Berlusconi non può più vincere ma può decidere chi perde

So che i due Giuliano, Ferrara e Urbani, sono il meglio del pensiero e della cultura politica. Però non condivido la loro analisi, al contempo affettuosa e inesorabile, sul Cav. (mai come ora si apprezza questa sintetica definizione). Spiego perché. L’uno, Ferrara, ho scritto sul Foglio un pezzo magistrale, non si capacita come il Cav. abbia potuto stracciare il Patto del Nazareno e non fare un’uscita di scena con la grandeur che si deve a un monumento della politica come lui. Si intuisce che entrambi i Giuliano gli vogliono bene sul serio, e questo umanamente è molto bello. Urbani, sempre sul Foglio, intervistato dall’impeccabile Salvatore Merlo, si lascia sfuggire, dopo un’analisi sofferta, simile a quella di Ferrara, un «non si può guarire da se stessi, né far violenza alla propria natura». Detto da loro per il Cav. sembrerebbe proprio finita. Non lo credo.
L’analisi dei due Giuliano è ineccepibile e parte dal presupposto che il motivo principale per cui il Cav. scese in campo era battere i “comunisti”, costringendo amici e nemici a ristrutturarsi, a riposizionarsi. E in fondo, attraverso Renzi, dicono, lui ha vinto. Non condivido. La sua uscita non potrebbe essere onorevole se avesse un profilo alto borghese, questo mai, deve essere degna della sua discesa in campo, scanzonata e imbarazzante, come si conviene a un parvenu. E lo sarà.
Nel ’94 votai Berlusconi (fu l’unica volta) solo perché, sbagliando, lo considerai un antiazionista. Pur provenendo da una famiglia antifascista (durante il fascismo), anticomunista (durante il catto-comunismo), seppur liberali, sempre considerammo un pericolo gli “azionisti”, che, di riffa o di raffa, nel corso degli anni, pur sciogliendosi, avevano inglobato, nella loro, le altre due chiese. «Consolidamento» lo chiamerebbe Marchionne. Monti, Letta, Renzi, nessuno di loro eletto, stanno gestendo da anni il “Consolidato”, nell’alveo della filosofia politica di costoro.
Nel ’94 mi ero sbagliato sul Cav. ma ora, sono certo di no, l’impolitico Cav. ha capito quello che ai «politici» forse è sfuggito, la Classe Dominante è «azionista», il futuro non è di costoro, e lui è stato un antesignano di questa lotta, prima culturale che politica. Il Cav. fu il primo leader politicamente ed emotivamente scorretto, in questo è stato, vent’anni fa, un uomo di oggi. Ora ha capito.

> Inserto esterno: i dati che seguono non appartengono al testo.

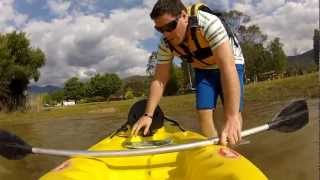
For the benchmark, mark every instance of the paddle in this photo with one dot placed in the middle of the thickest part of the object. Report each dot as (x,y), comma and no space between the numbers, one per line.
(291,118)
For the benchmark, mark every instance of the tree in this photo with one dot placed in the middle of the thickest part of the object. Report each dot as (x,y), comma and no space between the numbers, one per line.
(57,96)
(173,85)
(19,64)
(137,86)
(103,85)
(279,58)
(152,62)
(73,89)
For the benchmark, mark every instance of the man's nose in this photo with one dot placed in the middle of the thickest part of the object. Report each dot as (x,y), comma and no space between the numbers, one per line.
(167,34)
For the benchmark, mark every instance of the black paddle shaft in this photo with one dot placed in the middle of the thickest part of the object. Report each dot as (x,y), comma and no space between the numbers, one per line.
(292,117)
(12,147)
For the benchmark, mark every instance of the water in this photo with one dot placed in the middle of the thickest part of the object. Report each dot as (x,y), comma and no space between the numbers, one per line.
(63,134)
(280,156)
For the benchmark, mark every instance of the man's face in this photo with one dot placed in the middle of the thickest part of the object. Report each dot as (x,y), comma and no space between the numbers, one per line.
(172,27)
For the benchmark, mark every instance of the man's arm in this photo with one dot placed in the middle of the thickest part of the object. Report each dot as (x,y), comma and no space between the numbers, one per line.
(231,92)
(157,87)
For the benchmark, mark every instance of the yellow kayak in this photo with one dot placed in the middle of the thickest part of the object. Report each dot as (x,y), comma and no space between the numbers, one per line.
(210,162)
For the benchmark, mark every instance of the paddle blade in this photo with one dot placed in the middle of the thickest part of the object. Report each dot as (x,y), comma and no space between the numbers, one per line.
(292,117)
(12,147)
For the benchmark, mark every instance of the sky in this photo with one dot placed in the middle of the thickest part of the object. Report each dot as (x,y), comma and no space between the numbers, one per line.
(84,37)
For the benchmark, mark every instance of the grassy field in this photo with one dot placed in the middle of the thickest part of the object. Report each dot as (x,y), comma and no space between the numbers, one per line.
(256,95)
(280,156)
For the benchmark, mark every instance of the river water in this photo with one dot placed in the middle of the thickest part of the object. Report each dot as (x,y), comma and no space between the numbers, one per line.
(280,156)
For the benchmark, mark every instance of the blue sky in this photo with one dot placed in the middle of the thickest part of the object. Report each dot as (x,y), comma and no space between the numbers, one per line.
(84,37)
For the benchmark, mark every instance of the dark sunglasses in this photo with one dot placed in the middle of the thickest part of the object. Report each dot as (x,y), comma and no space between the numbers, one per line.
(168,27)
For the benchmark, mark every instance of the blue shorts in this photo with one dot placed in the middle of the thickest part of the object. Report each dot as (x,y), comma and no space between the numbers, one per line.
(208,87)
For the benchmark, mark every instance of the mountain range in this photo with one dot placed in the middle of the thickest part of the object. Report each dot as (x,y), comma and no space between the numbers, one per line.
(304,61)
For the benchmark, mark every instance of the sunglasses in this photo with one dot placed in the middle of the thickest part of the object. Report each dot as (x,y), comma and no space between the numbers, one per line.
(168,27)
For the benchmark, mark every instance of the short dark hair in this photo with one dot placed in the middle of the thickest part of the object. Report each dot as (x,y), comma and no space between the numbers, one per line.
(172,7)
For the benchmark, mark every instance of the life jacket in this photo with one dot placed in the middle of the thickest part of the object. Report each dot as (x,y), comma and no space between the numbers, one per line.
(197,47)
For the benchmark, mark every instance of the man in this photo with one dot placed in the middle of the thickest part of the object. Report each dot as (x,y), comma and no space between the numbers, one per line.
(218,65)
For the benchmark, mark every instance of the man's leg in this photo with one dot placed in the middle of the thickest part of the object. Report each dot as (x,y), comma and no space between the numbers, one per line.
(206,98)
(205,118)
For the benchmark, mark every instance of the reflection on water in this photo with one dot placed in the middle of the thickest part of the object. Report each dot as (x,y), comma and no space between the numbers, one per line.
(62,134)
(280,156)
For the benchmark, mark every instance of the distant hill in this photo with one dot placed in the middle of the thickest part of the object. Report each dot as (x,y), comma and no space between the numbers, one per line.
(136,78)
(304,60)
(42,89)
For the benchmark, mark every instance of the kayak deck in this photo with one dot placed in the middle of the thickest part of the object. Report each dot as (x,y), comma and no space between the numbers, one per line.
(210,162)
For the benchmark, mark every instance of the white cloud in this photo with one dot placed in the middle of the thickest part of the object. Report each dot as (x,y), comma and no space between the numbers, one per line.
(10,19)
(85,44)
(59,7)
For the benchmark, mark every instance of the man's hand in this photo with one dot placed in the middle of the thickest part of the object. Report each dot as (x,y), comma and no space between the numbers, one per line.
(145,122)
(231,132)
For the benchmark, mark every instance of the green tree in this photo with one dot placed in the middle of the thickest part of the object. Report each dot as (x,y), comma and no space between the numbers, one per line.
(279,58)
(129,94)
(19,63)
(73,89)
(103,85)
(57,96)
(173,85)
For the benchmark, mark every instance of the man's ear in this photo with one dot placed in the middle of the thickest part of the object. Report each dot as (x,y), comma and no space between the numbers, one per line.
(184,15)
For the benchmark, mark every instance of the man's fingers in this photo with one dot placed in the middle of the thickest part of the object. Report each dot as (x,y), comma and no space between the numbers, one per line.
(146,129)
(223,139)
(239,136)
(232,140)
(135,129)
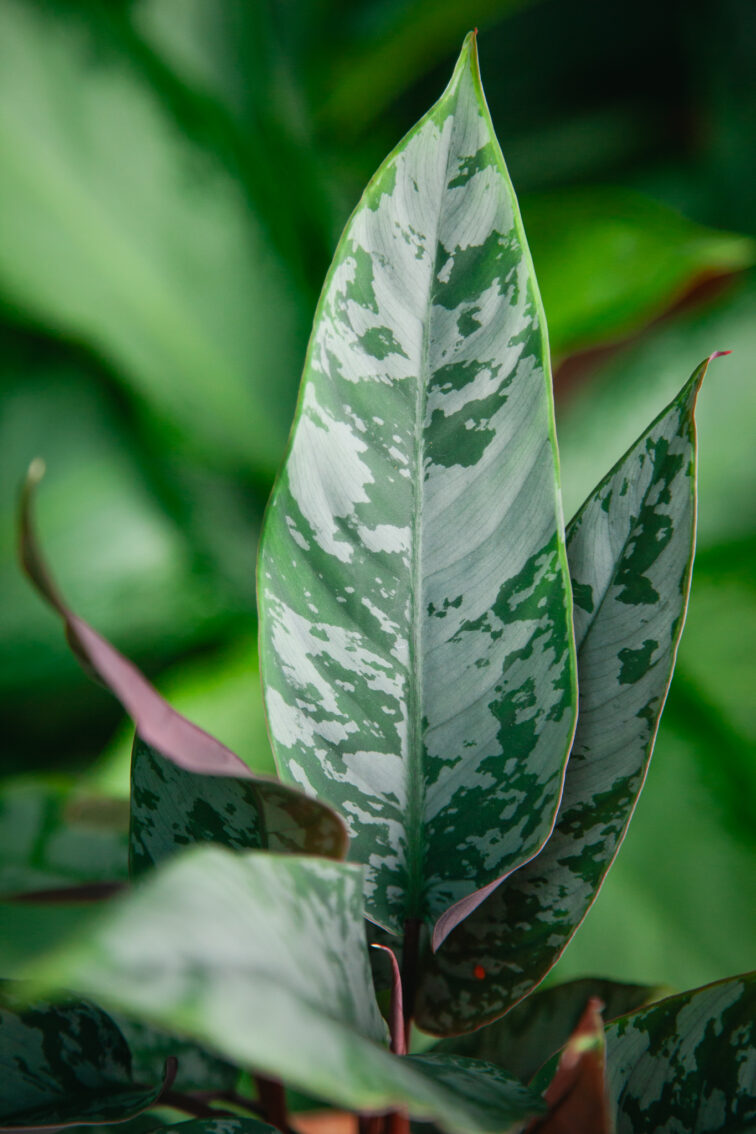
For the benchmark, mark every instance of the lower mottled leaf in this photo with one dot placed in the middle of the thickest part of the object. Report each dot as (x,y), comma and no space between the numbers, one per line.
(67,1063)
(630,553)
(576,1096)
(263,958)
(542,1024)
(687,1063)
(484,1096)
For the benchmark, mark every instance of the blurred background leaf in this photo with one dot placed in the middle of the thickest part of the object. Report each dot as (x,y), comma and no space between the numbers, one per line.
(173,177)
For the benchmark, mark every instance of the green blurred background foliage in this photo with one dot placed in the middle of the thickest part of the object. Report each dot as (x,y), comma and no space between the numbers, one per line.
(173,177)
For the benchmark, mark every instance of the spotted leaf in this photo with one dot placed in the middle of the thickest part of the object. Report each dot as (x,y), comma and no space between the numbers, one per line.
(300,823)
(687,1063)
(416,637)
(66,1063)
(263,959)
(630,552)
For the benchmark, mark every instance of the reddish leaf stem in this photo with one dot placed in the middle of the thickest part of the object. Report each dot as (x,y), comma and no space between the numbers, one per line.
(190,1106)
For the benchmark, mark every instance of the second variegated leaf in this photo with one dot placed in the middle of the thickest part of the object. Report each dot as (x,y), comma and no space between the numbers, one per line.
(416,636)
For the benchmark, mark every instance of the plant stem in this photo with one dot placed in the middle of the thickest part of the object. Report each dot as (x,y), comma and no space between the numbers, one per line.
(409,958)
(272,1098)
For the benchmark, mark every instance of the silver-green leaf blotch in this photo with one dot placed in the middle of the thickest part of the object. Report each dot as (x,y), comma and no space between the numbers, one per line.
(65,1063)
(172,807)
(263,959)
(687,1063)
(630,552)
(416,637)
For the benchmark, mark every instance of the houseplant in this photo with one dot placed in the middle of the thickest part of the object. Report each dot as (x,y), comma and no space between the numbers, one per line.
(463,700)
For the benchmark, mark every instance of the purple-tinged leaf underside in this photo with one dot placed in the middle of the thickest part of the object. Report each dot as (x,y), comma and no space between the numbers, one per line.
(416,637)
(312,826)
(630,551)
(172,807)
(66,1064)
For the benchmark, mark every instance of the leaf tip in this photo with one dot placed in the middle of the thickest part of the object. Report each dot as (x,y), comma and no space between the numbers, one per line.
(35,472)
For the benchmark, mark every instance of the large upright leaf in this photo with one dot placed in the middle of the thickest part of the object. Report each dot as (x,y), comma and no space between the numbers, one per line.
(304,823)
(263,958)
(416,636)
(687,1063)
(630,552)
(66,1063)
(221,692)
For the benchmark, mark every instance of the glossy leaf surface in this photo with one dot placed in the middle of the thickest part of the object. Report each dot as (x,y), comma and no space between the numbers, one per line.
(65,1063)
(687,1063)
(416,637)
(538,1026)
(263,958)
(630,552)
(306,823)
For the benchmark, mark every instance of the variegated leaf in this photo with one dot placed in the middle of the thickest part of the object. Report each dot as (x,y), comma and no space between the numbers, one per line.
(416,635)
(543,1023)
(67,1063)
(630,551)
(687,1063)
(226,1125)
(172,807)
(300,823)
(263,959)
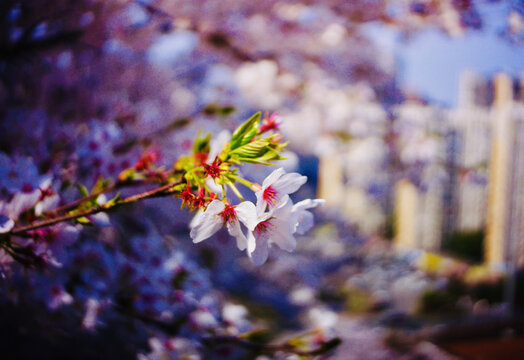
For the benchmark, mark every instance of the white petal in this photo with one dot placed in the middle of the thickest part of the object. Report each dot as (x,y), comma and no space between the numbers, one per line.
(261,204)
(251,243)
(274,176)
(235,231)
(196,219)
(247,214)
(261,251)
(209,223)
(289,183)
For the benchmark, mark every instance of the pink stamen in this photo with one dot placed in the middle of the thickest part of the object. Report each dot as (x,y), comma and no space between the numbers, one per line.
(229,215)
(262,227)
(270,123)
(213,170)
(270,196)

Sotto l’attuale apparenza dimessa, da frusto gagà datato, con il look di quei vecchi signori che gravitano in tarda età intorno ai Casinò, che amano le canzoni francesi, già vecchie quando loro erano giovani, il Cav. ha ancora un futuro politico. Certo durerà l’espace d’un matin, lui lo sa, beffardo tace, aspetta. Sa che il tempo delle vittorie, delle sconfitte, della politica come vita e sogno, ormai è passato, ma quello di essere determinante no. Lui non può più vincere, neppure partecipare, ma può decidere chi far perdere. Un privilegio raro. In un colpo solo può così chiudere tutti i conti in sospeso, e sono tanti.
Lui non ha più bisogno di un partito, di spin doctor, di programmi politici, di promesse elettorali, di infidi alleati, ha una pistola e una sola cartuccia, sparerà dopo l’apertura delle urne (2017 o 2018 è indifferente), quando si dovrà prendere atto che, secondo le regole dell’Italicum, si va al ballottaggio. I primi della classe saranno arrivati alla fine del primo turno con la bava alla bocca, esausti come Dorando Pietri, groggy come Robert Peterson, dopo l’incontro con Sonny Liston. Uno dei due scomparirà, e sarà per merito del Cav. La sua guardia imperiale, meno del 10% dei votanti, tutti del popolino, seguirà fedelmente le sue indicazioni, quei voti sono più che sufficienti per far perdere chi lui deciderà.
Solo allora, caro Giuliano, caro professor Urbani, il Cav. scomparirà, in una nuvola bianca, alcuni sentiranno odore di zolfo, altri di incenso.